Between 14 and 15% of couples of reproductive age present with infertility . The American Society for Reproductive Medicine indicates that the contribution to the inability to reproduce is equally attributed to the male and the female partner, with the remainder being due to a combination of factors . It is advisable that couples seek professional care after approximately 12 months of unprotected intercourse without achieving a pregnancy [3, 4].
In men who have apparently normal semen parameters, the inability to support a successful pregnancy indicates a concealed abnormality that may impair gamete competence. In these 113 men with a normal peripheral karyotype and a chromatin fragmentation of 18.2 ± 8% (range 8.6–32.4%), the quest for the origin of male infertility can be initiated with the assessment of the gamete chromosomal status.
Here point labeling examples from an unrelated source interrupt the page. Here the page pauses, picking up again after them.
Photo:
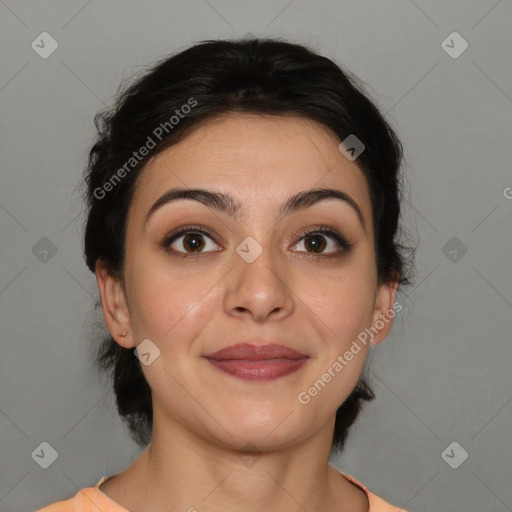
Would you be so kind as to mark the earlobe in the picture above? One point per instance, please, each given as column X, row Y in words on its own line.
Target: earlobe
column 384, row 311
column 114, row 306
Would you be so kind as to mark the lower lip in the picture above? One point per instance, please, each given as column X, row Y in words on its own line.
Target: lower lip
column 262, row 371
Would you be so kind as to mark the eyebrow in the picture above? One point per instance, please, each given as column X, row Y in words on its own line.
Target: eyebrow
column 229, row 205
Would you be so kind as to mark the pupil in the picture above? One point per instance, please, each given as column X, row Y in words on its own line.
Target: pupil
column 316, row 246
column 194, row 241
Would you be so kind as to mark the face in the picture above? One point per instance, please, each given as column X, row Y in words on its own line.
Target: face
column 304, row 278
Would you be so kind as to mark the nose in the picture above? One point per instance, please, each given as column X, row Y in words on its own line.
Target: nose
column 261, row 289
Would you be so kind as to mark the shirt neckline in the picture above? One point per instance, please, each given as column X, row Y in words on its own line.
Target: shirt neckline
column 350, row 478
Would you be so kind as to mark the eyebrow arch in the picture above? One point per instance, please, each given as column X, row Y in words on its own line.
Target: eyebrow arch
column 229, row 205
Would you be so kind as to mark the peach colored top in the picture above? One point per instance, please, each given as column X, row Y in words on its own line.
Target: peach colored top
column 91, row 499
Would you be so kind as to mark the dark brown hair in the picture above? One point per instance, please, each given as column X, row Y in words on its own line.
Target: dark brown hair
column 263, row 76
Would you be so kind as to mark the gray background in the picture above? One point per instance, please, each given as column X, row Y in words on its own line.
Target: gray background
column 442, row 376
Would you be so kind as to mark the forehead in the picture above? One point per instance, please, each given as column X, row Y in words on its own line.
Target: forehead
column 262, row 160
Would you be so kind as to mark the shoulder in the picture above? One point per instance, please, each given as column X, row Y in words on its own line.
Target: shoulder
column 377, row 504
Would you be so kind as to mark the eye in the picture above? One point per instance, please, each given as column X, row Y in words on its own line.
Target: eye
column 193, row 240
column 315, row 241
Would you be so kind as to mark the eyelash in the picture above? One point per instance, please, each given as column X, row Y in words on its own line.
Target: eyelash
column 320, row 230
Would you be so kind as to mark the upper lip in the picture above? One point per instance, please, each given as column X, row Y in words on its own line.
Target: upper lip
column 252, row 352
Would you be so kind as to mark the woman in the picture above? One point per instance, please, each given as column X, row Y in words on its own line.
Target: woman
column 243, row 206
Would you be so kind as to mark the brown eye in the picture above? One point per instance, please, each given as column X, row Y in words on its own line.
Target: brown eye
column 189, row 241
column 194, row 241
column 315, row 242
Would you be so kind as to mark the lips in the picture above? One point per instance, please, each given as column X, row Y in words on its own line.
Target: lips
column 257, row 362
column 256, row 352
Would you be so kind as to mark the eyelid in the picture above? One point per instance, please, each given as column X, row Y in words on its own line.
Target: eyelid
column 320, row 229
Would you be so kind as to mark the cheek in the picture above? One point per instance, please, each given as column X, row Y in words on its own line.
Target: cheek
column 169, row 305
column 343, row 303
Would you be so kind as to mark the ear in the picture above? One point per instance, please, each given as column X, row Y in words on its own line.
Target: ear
column 384, row 311
column 114, row 306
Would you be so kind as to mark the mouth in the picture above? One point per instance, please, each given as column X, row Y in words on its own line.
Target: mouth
column 257, row 362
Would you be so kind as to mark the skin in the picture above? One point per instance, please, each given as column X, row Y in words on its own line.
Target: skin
column 189, row 307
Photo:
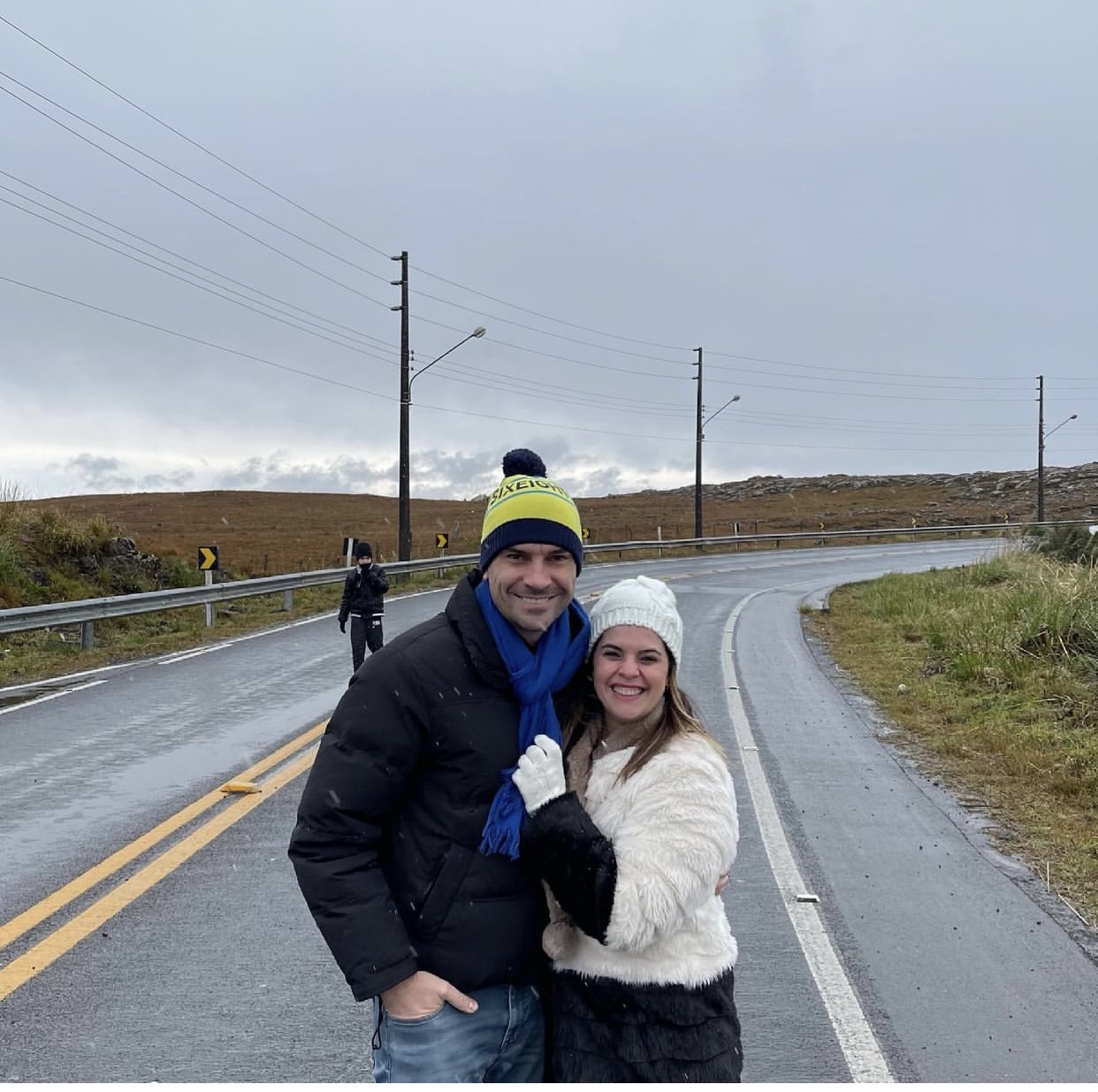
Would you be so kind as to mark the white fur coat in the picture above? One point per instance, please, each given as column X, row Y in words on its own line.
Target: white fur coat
column 675, row 829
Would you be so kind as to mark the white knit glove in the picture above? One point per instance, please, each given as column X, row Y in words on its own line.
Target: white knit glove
column 540, row 774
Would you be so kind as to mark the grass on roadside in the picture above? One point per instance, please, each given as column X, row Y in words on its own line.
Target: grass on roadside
column 990, row 673
column 42, row 653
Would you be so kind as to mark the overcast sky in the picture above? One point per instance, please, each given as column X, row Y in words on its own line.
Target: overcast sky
column 879, row 218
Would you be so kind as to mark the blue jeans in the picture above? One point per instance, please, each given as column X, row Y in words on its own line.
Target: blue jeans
column 503, row 1042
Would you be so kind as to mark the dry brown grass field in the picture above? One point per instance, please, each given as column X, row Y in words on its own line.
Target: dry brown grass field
column 259, row 533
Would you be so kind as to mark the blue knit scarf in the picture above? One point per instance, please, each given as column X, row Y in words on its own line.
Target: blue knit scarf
column 535, row 676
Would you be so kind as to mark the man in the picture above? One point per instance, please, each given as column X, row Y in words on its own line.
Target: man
column 362, row 603
column 408, row 833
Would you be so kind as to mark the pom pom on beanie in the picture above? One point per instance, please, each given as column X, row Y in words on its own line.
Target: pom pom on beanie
column 639, row 601
column 529, row 507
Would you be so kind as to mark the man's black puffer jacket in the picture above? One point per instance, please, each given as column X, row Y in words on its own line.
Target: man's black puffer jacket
column 385, row 847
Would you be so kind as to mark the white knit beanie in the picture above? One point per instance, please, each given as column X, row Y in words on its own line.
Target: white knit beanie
column 639, row 601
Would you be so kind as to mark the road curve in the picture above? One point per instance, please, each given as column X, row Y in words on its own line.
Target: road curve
column 888, row 941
Interestingly, there was a progressive increase in aneuploidy of the gonosomes but most importantly of the autosomes in relation to advancing male age (Fig 1). While this appears more dramatic for specific chromosomes such as Chr 15 and 17, we noticed that Chr 21 abnormalities appeared higher in younger men (Fig 2).
In this study, we underline the need to perform a thorough assessment of the male gamete by sequencing the genome and epigenome to gain insight into its ability to support embryo development. While we are accustomed to determining the level of male infertility by assessing the seminal parameters in a man’s ejaculate, a semen analysis does not elucidate the ability of a man to conceive. As detailed in this work, more information can be gained by assessing the ploidy of the spermatozoon and identifying the presence of gene duplications and deletions.